The president of the Academy became a director, being able to hold the position for life as well as the masters. In the meantime, from 1798 many masterpieces from the convents and churches of the Veneto flowed into the Academy headquarters and with the return of the Austrians many works were returned by the French; then on 10 August 1817 the Galleries were opened to the public of visitors, continuing however to enrich themselves thanks to the donations of the same masters and the various rich private collections. Only in 1879 the Gallerie dell'Accademia were spun off from the direct control and protection of the same teachers of the Academy of Fine Arts who previously held, among other things, this role of conservation.

The Academy can therefore well be represented by those artists who with their contribution have favored the growth of the new generations including Piazzetta, Tiepolo, Zanchi, Diziani, Morlaiter, Selva, Canova, Hayez, Lipparini, Matteini, Grigoletti, Politi, Molmenti, Favretto, Nono, Ciardi, Milesi, Tito, Cadorin, Cesetti, Saetti, Giuliani, Arturo Martini, Alberto Viani, Mario de Luigi, Carlo Scarpa, Afro, Santomaso, Emilio Vedova. These names are only part of what the Academy of Venice has always been able to express, becoming in fact one of the most prestigious artistic institutes in the international field.

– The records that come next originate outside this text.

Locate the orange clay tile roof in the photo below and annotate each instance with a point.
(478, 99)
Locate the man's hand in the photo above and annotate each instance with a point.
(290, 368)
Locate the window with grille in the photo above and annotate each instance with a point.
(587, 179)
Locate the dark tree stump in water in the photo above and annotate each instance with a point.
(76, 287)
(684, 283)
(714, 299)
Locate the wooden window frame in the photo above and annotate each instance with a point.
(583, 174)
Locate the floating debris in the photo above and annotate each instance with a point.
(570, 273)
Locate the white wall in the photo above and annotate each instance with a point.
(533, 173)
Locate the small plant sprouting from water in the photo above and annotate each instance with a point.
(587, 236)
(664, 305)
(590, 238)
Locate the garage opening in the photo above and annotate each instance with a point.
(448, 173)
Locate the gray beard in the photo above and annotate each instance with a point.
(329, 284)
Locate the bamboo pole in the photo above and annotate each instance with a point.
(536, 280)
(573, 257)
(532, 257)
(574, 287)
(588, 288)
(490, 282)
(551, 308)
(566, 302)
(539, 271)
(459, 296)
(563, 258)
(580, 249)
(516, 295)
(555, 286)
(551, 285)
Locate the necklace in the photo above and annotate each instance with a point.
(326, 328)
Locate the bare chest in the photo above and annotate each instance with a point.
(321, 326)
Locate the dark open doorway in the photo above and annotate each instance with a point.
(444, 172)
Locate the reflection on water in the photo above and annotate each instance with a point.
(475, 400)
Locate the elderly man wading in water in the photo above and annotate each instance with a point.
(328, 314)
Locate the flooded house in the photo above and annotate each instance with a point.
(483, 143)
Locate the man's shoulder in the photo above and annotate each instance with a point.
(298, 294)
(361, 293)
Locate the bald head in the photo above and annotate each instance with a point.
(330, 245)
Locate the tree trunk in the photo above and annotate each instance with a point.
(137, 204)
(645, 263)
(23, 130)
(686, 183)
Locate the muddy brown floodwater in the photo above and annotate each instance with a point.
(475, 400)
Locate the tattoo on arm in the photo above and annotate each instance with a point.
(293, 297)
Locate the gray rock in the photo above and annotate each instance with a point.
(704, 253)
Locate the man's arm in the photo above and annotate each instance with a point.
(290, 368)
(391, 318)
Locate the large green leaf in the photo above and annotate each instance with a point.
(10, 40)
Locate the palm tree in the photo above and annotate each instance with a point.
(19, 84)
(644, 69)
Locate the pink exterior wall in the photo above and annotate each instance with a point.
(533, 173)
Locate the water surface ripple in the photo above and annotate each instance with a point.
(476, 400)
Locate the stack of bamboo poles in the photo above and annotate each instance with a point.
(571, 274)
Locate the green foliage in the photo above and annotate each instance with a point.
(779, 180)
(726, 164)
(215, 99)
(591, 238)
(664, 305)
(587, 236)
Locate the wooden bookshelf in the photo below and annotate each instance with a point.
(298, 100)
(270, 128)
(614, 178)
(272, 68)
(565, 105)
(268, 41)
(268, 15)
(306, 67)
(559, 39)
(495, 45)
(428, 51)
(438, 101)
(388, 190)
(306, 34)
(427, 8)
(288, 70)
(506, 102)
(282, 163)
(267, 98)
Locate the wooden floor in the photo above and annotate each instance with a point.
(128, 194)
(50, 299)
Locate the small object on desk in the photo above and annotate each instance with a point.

A little more than two hundred and fifty years after its foundation, the Academy of Fine Arts of Venice left the historic headquarters of the Charity, destined to house the heritage of the Accademia galleries in its entirety, and moved to the restored complex of the former Hospital of the Incurables. Today the Academy has the task of education and training at the highest level in the field of culture and art production. With the aim of achieving these objectives in the best possible way, the courses have been renewed in a more functional way and new ones have been activated, of an experimental nature, with the aim of providing, in relation to the interests, vocations and personal motivations of the students, cognitive tools and operational ones more appropriate for defining further professional profiles and possible employment opportunities. Since 2008, the still partly experimental teaching dedicated to "new media" and technological image processing (design, special graphic techniques, photography, mass media ...) due to the lack of space in the headquarters has been creating a pole homogeneous on the island of San Servolo.

The Academy of Fine Arts of Venice is an institution of High Culture in the arts sector, located in the segment of training at the university level.